My grief was frozen for a time, waiting to explode fully. I do not know how but it was decided that I should travel abroad for a period. Preparations were made. The time was nearing for Mr Peggotty and Emily to depart too. Mr Peggotty showed me a letter from Emily to Ham and I offered to take it to him before they left.

So, once again, I went to Yarmouth. There was a terrible storm coming. I could not find Ham and, worried, returned to the inn. Later, I was woken by voices calling out that a ship was going down so, along with others, I hurried to the beach. The broken ship was hit by wave after wave. We watched helplessly as men disappeared under the sea. Then I saw Ham and I understood his intention immediately. I tried to stop him but he pushed me aside gently saying,

‘If it is my time then so be it, Master Copperfield.’

With ropes around his waist, he went into the water. Only one man remained on the ship now, clinging to a mast. He waved his red cap in a gesture I thought familiar. Ham almost reached him but an enormous wave hit the ship then. The seamen pulled on the ropes and brought Ham back to shore. He was dead. Poor honest Ham! I remained with him until a fisherman asked me to follow him.

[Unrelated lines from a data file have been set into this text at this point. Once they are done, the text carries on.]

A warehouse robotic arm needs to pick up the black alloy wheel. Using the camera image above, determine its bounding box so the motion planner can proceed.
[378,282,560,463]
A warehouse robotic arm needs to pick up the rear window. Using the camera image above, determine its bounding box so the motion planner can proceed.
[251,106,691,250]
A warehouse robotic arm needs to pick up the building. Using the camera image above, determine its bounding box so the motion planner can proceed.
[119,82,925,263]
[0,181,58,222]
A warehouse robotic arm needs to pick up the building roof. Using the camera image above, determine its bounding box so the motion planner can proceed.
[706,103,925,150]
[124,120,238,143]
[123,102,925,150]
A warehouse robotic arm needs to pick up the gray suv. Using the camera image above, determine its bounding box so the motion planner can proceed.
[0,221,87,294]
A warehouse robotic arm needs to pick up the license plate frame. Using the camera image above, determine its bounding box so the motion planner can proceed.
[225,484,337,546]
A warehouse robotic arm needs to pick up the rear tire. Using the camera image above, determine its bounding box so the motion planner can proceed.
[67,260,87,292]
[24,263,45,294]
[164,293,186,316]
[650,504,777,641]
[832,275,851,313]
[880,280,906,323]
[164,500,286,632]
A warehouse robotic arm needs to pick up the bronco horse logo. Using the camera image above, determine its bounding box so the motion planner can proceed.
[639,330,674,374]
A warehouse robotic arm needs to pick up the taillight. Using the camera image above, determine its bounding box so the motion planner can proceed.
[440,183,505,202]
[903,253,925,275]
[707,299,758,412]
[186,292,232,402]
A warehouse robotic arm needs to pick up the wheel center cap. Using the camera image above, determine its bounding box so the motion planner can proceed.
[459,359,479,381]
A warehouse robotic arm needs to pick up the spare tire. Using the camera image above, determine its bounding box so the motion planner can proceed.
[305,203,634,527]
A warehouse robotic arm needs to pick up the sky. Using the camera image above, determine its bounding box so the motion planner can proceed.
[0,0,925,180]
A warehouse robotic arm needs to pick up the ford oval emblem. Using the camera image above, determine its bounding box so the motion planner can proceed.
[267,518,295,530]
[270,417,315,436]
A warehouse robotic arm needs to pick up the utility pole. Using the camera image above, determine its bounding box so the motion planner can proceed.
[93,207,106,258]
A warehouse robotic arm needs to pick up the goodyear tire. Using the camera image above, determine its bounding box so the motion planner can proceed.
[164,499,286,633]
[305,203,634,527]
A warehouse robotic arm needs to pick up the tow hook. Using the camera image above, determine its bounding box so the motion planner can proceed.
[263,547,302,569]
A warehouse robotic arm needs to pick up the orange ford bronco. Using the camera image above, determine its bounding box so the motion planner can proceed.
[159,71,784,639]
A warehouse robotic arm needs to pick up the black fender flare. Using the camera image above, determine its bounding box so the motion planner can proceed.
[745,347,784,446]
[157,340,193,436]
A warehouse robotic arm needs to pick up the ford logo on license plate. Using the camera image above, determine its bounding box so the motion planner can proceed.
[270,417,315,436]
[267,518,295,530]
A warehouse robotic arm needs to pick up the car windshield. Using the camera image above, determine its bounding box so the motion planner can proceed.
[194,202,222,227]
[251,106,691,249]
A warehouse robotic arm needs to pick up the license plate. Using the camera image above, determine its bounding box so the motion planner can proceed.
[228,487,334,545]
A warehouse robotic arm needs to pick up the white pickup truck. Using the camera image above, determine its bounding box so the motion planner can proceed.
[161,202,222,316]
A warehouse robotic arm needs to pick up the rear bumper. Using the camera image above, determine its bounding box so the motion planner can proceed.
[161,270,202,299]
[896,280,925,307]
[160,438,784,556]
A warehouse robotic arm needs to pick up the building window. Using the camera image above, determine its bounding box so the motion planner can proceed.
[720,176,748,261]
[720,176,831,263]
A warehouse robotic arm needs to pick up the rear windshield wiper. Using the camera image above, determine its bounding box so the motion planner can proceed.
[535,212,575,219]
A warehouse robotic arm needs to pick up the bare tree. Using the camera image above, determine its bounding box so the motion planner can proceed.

‘Is there another body?’ I asked. He did not reply but walked to the shore. There, lying as he used to at school, was my old friend Steerforth.

We carried his body to the inn and, in a dream-like state, I travelled to break the news to Mrs Steerforth and then directly on to London. I was determined to keep the news of Ham’s death from Mr Peggotty and let them leave happy. Consequently I assured him that Ham had received the letter and his thoughts were with his uncle and Emily. Mr Peggotty boarded the ship. As he waved goodbye from the deck I saw Emily appear next to him and, placing her head on his shoulder, she waved too.

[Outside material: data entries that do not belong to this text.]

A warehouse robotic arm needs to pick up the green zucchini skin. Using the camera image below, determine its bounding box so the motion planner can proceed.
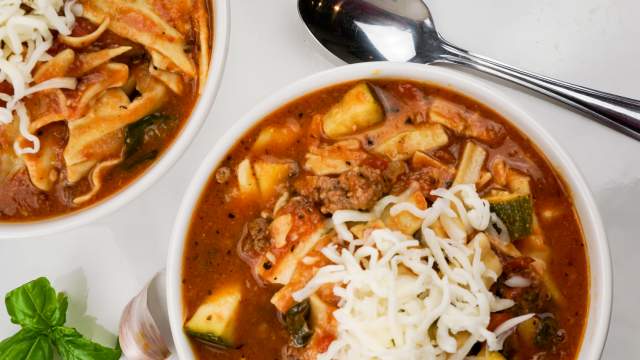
[486,194,533,240]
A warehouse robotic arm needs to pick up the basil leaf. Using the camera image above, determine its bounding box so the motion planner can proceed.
[5,277,69,330]
[52,326,121,360]
[0,329,53,360]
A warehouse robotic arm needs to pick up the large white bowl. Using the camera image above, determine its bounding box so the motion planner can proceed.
[167,63,612,360]
[0,0,230,239]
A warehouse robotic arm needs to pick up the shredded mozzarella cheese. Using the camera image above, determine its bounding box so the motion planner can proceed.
[0,0,81,155]
[293,185,533,360]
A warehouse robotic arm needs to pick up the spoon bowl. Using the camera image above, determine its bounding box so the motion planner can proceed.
[298,0,640,140]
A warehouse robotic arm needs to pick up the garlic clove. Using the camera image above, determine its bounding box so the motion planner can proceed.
[119,270,173,360]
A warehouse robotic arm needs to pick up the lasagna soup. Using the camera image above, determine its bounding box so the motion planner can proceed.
[0,0,211,222]
[182,80,589,360]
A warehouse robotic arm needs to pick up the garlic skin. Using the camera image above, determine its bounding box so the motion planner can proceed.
[119,270,173,360]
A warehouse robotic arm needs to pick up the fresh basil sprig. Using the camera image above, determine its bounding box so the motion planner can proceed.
[0,277,121,360]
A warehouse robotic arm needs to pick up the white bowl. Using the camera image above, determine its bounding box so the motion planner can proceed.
[0,0,230,239]
[167,62,612,360]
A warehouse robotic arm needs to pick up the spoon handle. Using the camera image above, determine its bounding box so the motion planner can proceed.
[443,40,640,140]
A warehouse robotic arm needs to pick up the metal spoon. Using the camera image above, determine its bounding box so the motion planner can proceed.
[298,0,640,140]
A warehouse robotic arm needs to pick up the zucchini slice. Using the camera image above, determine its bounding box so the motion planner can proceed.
[322,83,384,139]
[184,284,242,348]
[486,194,533,240]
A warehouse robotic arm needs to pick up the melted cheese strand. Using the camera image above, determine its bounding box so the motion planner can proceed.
[293,185,533,360]
[0,0,78,155]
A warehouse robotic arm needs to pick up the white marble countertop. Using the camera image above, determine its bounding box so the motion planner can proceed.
[0,0,640,359]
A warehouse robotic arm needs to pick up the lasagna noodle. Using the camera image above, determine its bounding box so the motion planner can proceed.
[64,71,169,184]
[81,0,196,77]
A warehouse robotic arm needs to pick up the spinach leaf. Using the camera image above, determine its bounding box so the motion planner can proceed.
[5,277,68,330]
[52,327,120,360]
[124,114,171,159]
[284,299,313,347]
[0,329,53,360]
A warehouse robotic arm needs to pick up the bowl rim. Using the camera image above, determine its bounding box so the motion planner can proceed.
[0,0,230,239]
[166,62,613,360]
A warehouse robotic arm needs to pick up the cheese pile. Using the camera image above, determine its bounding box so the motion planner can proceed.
[293,185,533,360]
[0,0,79,155]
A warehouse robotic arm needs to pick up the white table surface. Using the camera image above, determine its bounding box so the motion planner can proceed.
[0,0,640,359]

I travelled abroad from place to place, the burden of my grief growing heavier and heavier. I mourned my pretty Dora, my old friend and kind-hearted Ham. At times I wanted only to die and end my sorrow. Then a letter from Agnes arrived. Her gentle confidence in me gave me heart and I slowly started to mend and to write.

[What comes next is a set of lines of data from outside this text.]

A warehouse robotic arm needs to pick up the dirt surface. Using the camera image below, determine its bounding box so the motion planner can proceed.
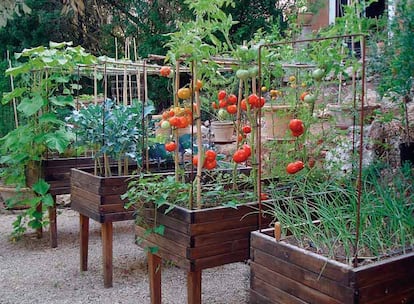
[0,205,249,304]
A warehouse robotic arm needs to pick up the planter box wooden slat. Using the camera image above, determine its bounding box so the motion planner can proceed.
[136,203,269,271]
[252,250,353,303]
[252,230,352,285]
[251,229,414,304]
[71,169,134,223]
[250,259,352,304]
[187,238,249,259]
[192,224,257,247]
[250,279,306,304]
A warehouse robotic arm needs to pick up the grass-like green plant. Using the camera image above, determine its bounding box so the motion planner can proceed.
[264,160,414,264]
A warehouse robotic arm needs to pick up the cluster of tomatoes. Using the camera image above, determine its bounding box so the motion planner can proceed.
[211,90,237,114]
[193,149,217,170]
[160,107,193,129]
[233,144,252,163]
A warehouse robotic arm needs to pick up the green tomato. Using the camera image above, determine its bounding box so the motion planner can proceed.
[161,120,171,129]
[217,109,229,120]
[312,69,325,81]
[249,66,259,78]
[303,94,316,103]
[236,69,249,80]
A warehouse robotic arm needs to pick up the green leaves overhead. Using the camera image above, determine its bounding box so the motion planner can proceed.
[17,94,45,117]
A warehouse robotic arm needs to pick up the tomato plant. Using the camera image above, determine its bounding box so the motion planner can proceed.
[165,141,177,152]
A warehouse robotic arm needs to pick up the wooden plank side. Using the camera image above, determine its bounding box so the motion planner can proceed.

My feelings for Agnes began to change, or rather, I understood them better. I realized I loved her and had always done so.

I returned to England three years later and went to my aunt’s house in Dover. We had an emotional reunion. Talking, I asked her if Agnes had a lover. My aunt thought there was someone. I was not surprised and I resolved to hide my true feelings from Agnes, and this I did in all my visits.

It was Christmas. I had understood from my aunt that Agnes would soon marry.

‘Agnes, my sister, do you not trust me with your secret?’ I asked her. ‘Do you think I cannot be happy for you in your marriage?’ Agnes became upset and started to cry. Her look gave me hope. ‘If I thought you could ever love me as more than a brother… you must know I love you.’

‘Oh, Trotwood. I have always loved you!’ she said through her tears. As I held her close, I fancied I saw Dora smiling at us happily, giving us her blessing. We were married two weeks later.